While these new pieces are being tested in performance and honed before Ellie can decide how to fill the sound out (if it needs it), we get to hear her considerable guitar playing. How she manages the complexities while simultaneously singing so passionately is beyond me: pretty much every song required a new tuning and/or capo shift. Her fingers flew through patterns unknown to me and at one point she was casually dropping single note harmonics into her lines.

What was a bit different in terms of her stagecraft though was a stillness I've never seen from her before. I can only conclude that her trademark dancing as she plays comes from an instinctive reaction to songs she is wholly inside: newer songs may demand more of a conscious concentration before she has fully inhabited them: it was noticeable that she was back to her normal style for the concluding, better known tunes.

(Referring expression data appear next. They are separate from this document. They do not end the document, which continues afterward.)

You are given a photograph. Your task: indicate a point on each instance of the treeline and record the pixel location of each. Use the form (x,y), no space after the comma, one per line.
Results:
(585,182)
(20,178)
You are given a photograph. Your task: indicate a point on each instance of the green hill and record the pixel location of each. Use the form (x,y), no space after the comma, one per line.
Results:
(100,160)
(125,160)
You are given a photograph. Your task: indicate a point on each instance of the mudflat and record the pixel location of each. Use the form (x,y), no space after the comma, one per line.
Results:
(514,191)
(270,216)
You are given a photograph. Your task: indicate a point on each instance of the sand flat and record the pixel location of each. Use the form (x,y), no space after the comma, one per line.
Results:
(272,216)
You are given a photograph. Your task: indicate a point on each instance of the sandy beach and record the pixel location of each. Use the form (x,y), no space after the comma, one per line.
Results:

Some years ago I wrote in a review how grateful I was that Ellie didn't sound like anyone else: whatever her influences were, she synthesised them into a unique personal style. I'm pretty sure that at the time, I was referring specifically to her voice, but the same applies to her writing.

Some aspects of her craft are permanent: her values and ideals among them. More specific manifestations though evolve. Ellie cannot tread water: her songwriting moves constantly on, always true to who she is but changing as she explores herself and the world around her. This I think is a large part of her appeal to her audience & why they are as happy with unknown songs as her "greatest hits".

I don't know in what forms you may hear the songs we heard today: they probably will have developed by the time she records them, but don't bet against changes in her live performances in the meantime. What I can say is that you'll be moved by the sublimity of what you hear. I was.